This year has been one of the busiest, if not the busiest, for infrastructure projects in the city of Davenport. But with all that activity, it has also seen a number of substantial delays that have fallen outside the city's and its contractors' control.

Alderman Mike Matson, 7th Ward, has been one of the strongest critics, calling out the need to correct delays caused by utility companies and he did so again Tuesday during the City Council's management update meeting.

"It's continuing to be a huge frustration," Matson said of the delays to the Kimberly Road and Division Street intersection improvement project. "Now, we're going to November. This was supposed to be done in summer."

The frustrations expressed over Kimberly Road and Division Street project are similar to those expressed about the Rockingham Road reconstruction project, which also saw its completion date pushed back.

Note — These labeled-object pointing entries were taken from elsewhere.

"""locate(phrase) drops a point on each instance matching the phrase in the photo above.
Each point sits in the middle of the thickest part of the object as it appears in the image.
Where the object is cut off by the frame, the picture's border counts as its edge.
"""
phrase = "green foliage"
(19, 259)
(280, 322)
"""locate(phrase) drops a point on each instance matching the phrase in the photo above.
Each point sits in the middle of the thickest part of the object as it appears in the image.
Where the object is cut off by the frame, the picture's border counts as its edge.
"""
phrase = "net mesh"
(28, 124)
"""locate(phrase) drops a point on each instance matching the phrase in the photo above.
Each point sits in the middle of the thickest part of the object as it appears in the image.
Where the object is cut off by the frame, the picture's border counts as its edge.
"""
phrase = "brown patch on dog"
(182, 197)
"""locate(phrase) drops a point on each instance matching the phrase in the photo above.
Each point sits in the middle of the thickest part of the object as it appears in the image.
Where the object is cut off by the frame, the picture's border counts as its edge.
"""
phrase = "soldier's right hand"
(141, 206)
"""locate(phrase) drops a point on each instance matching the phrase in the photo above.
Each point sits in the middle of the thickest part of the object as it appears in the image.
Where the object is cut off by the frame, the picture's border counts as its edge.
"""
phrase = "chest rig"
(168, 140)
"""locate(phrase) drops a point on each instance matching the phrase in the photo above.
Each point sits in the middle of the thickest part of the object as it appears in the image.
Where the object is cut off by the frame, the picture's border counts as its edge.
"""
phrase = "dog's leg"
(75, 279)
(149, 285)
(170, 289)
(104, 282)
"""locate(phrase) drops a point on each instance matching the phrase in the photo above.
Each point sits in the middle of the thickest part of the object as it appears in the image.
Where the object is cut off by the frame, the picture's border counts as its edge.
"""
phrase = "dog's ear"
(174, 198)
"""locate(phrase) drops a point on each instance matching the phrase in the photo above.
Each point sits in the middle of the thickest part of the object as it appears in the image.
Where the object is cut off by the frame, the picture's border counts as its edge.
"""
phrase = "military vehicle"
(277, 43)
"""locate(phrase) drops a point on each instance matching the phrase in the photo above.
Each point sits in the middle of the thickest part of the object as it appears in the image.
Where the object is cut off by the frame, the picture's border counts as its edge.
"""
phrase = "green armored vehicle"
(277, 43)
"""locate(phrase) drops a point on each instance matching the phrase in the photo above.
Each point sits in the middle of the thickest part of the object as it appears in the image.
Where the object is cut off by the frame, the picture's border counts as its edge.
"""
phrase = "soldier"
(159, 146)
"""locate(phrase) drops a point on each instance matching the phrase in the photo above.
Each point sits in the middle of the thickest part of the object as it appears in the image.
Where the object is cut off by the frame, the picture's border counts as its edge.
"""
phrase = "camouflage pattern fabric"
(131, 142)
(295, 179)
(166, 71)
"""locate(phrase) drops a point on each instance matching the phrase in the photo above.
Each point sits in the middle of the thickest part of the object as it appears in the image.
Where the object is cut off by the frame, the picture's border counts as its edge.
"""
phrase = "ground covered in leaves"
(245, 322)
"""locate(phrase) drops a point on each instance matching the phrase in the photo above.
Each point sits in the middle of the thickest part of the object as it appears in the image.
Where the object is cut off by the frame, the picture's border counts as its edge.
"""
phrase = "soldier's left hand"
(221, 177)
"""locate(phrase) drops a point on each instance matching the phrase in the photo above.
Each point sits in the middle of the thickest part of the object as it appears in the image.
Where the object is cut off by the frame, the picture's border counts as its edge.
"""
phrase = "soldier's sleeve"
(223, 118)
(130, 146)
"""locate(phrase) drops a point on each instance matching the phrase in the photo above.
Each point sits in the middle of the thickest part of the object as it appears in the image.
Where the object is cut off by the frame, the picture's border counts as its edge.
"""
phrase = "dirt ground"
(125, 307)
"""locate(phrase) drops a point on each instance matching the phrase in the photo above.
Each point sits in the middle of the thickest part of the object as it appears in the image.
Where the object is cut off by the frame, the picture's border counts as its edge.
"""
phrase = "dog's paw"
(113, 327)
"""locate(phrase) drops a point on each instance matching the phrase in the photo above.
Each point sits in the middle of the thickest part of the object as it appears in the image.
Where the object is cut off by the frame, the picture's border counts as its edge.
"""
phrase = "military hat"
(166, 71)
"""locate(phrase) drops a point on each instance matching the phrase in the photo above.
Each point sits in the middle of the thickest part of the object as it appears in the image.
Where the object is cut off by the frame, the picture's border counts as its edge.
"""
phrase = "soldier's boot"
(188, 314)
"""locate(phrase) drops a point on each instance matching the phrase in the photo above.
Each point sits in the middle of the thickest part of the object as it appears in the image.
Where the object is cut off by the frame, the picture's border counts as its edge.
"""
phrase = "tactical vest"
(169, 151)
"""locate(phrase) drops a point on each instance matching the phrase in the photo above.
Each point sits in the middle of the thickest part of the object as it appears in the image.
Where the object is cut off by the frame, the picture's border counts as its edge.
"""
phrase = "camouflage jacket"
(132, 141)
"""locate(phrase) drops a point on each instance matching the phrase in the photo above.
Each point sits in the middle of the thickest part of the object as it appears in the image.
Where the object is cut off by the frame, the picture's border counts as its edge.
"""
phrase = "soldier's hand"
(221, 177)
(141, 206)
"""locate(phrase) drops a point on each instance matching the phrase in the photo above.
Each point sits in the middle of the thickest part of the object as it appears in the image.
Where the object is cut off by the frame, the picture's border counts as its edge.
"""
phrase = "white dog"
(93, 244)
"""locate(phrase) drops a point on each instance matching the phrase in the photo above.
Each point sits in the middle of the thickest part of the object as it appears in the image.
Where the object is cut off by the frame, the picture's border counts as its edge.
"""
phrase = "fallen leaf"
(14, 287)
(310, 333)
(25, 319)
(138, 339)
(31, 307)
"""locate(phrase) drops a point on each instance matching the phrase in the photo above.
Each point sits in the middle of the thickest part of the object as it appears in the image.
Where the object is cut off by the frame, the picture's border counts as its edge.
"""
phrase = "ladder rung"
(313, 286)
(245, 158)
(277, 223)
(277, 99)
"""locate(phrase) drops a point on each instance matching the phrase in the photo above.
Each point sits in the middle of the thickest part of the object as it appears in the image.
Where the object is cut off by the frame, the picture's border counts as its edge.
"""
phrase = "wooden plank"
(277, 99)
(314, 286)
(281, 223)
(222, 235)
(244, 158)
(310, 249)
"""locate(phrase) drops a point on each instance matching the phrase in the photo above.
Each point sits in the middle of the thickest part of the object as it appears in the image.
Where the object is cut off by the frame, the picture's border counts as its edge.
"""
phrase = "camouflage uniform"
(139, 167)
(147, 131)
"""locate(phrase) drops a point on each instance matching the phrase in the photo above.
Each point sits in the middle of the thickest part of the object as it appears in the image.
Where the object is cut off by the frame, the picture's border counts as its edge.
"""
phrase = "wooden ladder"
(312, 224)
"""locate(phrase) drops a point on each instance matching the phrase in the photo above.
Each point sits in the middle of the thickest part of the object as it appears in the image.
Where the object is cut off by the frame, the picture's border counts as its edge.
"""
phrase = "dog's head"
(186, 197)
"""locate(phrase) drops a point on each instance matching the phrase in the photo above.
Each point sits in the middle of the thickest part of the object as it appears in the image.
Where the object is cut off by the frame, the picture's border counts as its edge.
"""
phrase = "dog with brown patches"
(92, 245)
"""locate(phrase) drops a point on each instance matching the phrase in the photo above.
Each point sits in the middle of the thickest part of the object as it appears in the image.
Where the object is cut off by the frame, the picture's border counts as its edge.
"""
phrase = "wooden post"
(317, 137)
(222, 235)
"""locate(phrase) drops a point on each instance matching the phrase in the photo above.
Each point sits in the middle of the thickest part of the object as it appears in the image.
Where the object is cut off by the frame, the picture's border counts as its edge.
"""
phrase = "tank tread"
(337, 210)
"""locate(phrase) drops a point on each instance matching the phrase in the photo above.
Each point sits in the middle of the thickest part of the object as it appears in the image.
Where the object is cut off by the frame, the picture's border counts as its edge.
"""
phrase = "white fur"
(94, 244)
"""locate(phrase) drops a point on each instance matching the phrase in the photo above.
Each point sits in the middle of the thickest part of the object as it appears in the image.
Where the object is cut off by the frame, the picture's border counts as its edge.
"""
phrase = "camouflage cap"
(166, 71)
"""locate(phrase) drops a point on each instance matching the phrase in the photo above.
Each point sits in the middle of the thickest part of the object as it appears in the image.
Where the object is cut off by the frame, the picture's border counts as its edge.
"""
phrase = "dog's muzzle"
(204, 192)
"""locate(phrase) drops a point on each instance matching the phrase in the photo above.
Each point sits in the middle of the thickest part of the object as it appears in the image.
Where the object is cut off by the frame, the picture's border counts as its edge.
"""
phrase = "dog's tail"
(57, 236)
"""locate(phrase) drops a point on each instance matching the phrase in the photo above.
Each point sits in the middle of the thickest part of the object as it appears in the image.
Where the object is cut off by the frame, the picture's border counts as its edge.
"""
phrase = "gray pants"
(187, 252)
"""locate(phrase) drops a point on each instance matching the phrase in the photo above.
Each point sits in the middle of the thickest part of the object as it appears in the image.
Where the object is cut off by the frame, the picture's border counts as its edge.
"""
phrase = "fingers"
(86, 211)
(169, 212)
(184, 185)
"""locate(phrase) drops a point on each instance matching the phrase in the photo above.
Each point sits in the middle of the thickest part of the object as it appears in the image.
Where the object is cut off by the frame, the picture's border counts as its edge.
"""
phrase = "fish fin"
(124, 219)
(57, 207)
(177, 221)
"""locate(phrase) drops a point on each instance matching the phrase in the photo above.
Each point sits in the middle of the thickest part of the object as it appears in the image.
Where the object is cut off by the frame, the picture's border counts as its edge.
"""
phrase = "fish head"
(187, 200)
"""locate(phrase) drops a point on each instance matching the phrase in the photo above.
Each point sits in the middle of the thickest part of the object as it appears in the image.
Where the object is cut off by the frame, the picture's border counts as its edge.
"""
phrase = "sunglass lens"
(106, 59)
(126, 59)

At each of those sites, no workers were seen by the public for long stretches of time, causing the city to receive complaints about the impact on residents and businesses.

"It was three weeks just on that project and nobody ever came," Matson said of the Kimberly Road project. "Winter is going to come. Is it going to say until winter?"

In the case of the Kimberly and Division project, its delays are well documented on the city's website. In June, the city noted delays to phase II of the project due to weather and utility work.

Another delay was reported on July 14 in which the city cited unsuitable soils and installation of a gas main.

On Aug. 11, the full project completion was adjusted to Oct. 9, which is no longer the case. The same types of delays were reported on July 14 and Aug. 11 for the Rockingham Road project.

Matson was also perturbed by the lack of movement by the utilities and proper planning to prevent against these delays.

"A pole sits in the middle of a construction spot that they worked around and didn't move for a long time," Matson said. "To me, how is that pole not taken out at the beginning."

Alderman Ray Ambrose, 4th Ward, agreed with Matson's assessment and voiced his own concerns over its impact to residents and businesses.

"Businesses and neighborhoods are being victimized," Ambrose said. "There is tremendous financial impact by this and we can't allow it to go on."

After holding a meeting with utilities, Deputy Public Works Director Brian Schadt said Public Works has committed itself to a quarterly stakeholders meeting to help rectify the problems.

"They recognize they are holding us up on some of these as a far relocates and they've had some subcontractor issues," Schadt said. "We've had several major hits this year."

City Administrator Corri Spiegel suggested that the city look at explaining the "anatomy of a construction project" to help explain all the moving parts, which was well received by the Council.

"It's not just 'City crew did not do its job,'" Mayor Frank Klipsch said.